Outdoor reading activity ideas
Go on a ‘Booknic’
If you like, you could make the snacks or games part of the reading experience, e.g. eat or play the same things as the characters in the story.
Read a book or story about the outdoors
Afterwards, have a chat and explore your outside space based on what you’ve read.
Include things you find outdoors into your reading
Using sticks, small rocks or stones, or other such small objects, as ‘instruments’ to help create an ‘outdoor orchestra’ can help to engage your young readers.
Act out the story
Make use of objects you find in your outdoors space to do this, or bring along a favourite toy.
Build a reading den
Fill the den with cushions and blankets to help create a reading environment that feels special and comfortable.
Go on a story treasure hunt
Perhaps you could read a story together and then go and look for related things together afterwards.
Go on an A to Z journey through your outdoors space.
You can do this on a trip to the park, in a garden, or even on a walk to the shops. Go through the alphabet, spying something in your outside space for each letter.
Draw a map of the outside space.
Whilst your children draw their map, encourage them to write labels for the key sites. They could add a fairies’ grotto, pirates’ buried treasure, or an alien landing zone – absolutely anything they like!
Outdoor activities to try with your 5 to 8-year-olds
Develop alphabet and sentence skills with letter or story stones.
For children working on developing their letter recognition, use letter stones as a find-and-discover game, or as tools to build short words. For children ready to do so, use word stones to build a selection of silly sentences.
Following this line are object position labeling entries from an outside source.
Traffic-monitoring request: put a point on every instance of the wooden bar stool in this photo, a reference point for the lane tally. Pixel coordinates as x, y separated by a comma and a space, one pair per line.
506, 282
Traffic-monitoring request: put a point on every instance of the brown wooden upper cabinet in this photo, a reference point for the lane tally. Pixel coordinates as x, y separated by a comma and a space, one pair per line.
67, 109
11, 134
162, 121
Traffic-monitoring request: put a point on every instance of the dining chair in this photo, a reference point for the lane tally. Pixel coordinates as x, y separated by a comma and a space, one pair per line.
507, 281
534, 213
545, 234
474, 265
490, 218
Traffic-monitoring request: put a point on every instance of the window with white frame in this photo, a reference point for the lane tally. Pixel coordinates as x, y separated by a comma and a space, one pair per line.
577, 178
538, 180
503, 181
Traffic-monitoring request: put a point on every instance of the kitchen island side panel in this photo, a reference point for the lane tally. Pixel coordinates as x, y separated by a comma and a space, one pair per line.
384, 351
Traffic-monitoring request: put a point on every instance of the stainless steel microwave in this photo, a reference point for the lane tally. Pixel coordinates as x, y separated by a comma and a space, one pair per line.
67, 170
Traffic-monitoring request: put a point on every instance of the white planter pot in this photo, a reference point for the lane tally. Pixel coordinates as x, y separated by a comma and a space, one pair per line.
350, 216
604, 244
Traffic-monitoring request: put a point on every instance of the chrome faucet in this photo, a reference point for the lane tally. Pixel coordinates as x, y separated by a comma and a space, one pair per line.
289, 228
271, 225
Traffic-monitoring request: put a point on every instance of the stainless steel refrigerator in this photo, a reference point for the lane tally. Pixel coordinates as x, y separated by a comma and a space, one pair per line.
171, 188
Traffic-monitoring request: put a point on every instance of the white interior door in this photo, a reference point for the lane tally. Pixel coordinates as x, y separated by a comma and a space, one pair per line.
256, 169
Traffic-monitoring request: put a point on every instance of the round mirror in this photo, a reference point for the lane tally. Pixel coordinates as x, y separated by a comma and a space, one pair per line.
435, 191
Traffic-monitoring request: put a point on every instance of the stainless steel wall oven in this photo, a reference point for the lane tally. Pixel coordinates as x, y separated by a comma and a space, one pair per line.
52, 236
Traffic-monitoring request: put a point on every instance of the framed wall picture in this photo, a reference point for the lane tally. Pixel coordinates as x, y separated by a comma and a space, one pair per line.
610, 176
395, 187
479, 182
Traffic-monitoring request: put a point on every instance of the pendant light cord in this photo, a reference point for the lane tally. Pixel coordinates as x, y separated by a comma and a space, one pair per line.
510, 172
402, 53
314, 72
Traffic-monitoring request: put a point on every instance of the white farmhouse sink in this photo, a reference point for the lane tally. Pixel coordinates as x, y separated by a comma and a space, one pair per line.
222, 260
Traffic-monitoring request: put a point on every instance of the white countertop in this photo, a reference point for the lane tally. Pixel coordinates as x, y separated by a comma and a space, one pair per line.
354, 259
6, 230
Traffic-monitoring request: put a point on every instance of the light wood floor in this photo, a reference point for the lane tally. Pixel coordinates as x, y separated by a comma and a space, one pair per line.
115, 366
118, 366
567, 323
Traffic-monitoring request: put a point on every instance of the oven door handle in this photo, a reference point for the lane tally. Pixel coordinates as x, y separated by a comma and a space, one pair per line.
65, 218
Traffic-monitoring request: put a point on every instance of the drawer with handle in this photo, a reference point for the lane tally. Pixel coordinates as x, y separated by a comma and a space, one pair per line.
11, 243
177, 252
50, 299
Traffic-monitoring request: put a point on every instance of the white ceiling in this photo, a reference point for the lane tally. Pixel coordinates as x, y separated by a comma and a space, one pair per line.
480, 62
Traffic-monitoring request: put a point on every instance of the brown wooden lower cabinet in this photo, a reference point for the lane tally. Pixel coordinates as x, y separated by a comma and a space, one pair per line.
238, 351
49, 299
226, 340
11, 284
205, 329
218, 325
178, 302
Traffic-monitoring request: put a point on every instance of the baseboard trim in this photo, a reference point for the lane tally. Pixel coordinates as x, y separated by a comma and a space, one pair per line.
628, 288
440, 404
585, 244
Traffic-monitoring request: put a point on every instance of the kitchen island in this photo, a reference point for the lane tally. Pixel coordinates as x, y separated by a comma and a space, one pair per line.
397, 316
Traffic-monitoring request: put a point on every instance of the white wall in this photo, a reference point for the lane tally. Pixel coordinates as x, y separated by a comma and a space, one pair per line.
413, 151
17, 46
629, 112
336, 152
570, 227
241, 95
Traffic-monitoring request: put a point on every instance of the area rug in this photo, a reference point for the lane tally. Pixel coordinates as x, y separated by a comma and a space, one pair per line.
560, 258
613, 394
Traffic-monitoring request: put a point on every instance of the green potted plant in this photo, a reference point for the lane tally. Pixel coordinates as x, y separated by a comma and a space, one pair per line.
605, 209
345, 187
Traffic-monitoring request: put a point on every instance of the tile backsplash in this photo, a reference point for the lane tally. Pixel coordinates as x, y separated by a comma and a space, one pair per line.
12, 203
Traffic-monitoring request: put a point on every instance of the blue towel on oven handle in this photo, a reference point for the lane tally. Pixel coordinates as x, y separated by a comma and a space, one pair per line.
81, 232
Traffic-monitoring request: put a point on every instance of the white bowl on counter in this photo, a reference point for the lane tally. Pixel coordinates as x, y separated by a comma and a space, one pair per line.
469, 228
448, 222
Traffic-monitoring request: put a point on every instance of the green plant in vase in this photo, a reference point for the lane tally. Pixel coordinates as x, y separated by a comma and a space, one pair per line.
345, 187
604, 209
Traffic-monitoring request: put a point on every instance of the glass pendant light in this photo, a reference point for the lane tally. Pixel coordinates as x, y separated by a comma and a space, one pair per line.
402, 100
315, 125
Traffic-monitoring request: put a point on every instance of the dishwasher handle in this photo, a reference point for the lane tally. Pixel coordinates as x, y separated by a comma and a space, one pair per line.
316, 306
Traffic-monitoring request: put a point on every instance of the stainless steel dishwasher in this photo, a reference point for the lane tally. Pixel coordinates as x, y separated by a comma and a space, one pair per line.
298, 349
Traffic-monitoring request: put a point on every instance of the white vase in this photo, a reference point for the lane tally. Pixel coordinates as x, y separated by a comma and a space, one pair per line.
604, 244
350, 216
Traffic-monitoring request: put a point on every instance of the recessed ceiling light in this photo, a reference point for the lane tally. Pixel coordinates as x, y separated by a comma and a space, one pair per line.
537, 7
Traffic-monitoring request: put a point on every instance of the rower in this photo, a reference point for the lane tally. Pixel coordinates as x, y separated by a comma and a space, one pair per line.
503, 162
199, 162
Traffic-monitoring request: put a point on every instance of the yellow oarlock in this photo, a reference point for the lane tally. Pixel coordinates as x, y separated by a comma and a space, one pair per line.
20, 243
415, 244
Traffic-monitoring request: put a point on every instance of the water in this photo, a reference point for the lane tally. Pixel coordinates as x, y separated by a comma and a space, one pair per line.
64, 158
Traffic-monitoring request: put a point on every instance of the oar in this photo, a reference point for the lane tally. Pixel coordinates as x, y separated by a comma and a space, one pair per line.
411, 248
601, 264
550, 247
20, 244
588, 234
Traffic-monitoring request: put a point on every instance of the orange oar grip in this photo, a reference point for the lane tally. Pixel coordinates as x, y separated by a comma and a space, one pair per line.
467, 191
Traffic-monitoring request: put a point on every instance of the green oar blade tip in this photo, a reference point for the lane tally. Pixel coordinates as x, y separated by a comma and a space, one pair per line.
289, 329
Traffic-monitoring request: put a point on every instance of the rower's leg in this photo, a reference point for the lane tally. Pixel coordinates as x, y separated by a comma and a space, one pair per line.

Create bouncy sentences with ‘word puddles’.
Write some words on pieces of paper and scatter them around your outside space. Challenge your children to bounce between these word puddles and build as many different sentences as they can.
Work on reading and listening skills with ‘find and rhyme’.
Take a selection of rhyming pairs of words written on little pieces of paper; keep one word from each pair with your children and secretly hide the other ones around your outside space. Set your children off to find the matching words and pair them up.
Outdoor reading activities for 9 to 12-year-olds
Engage with outdoor life by keeping a nature journal.
Maybe they could imagine they’re taking these notes from the point of view of a favourite book character – what would they think about the nature around them.
Use the outdoors as inspiration for a random story generator game.
Take it in turns to come up with sentences to build your own story based on your surroundings. For each sentence, take inspiration from either an object or something you can see in your outside space.
Explore the outdoors and develop creativity with a scavenger hunt.
This activity can work as part of a trip to the park or on a walk, and can be done either in one stint or over a few days. The clues can be as simple as ‘find something beginning with the letter t’, or you can go for something more outside of the box, such as ‘find the strangest thing you could use as a pen’.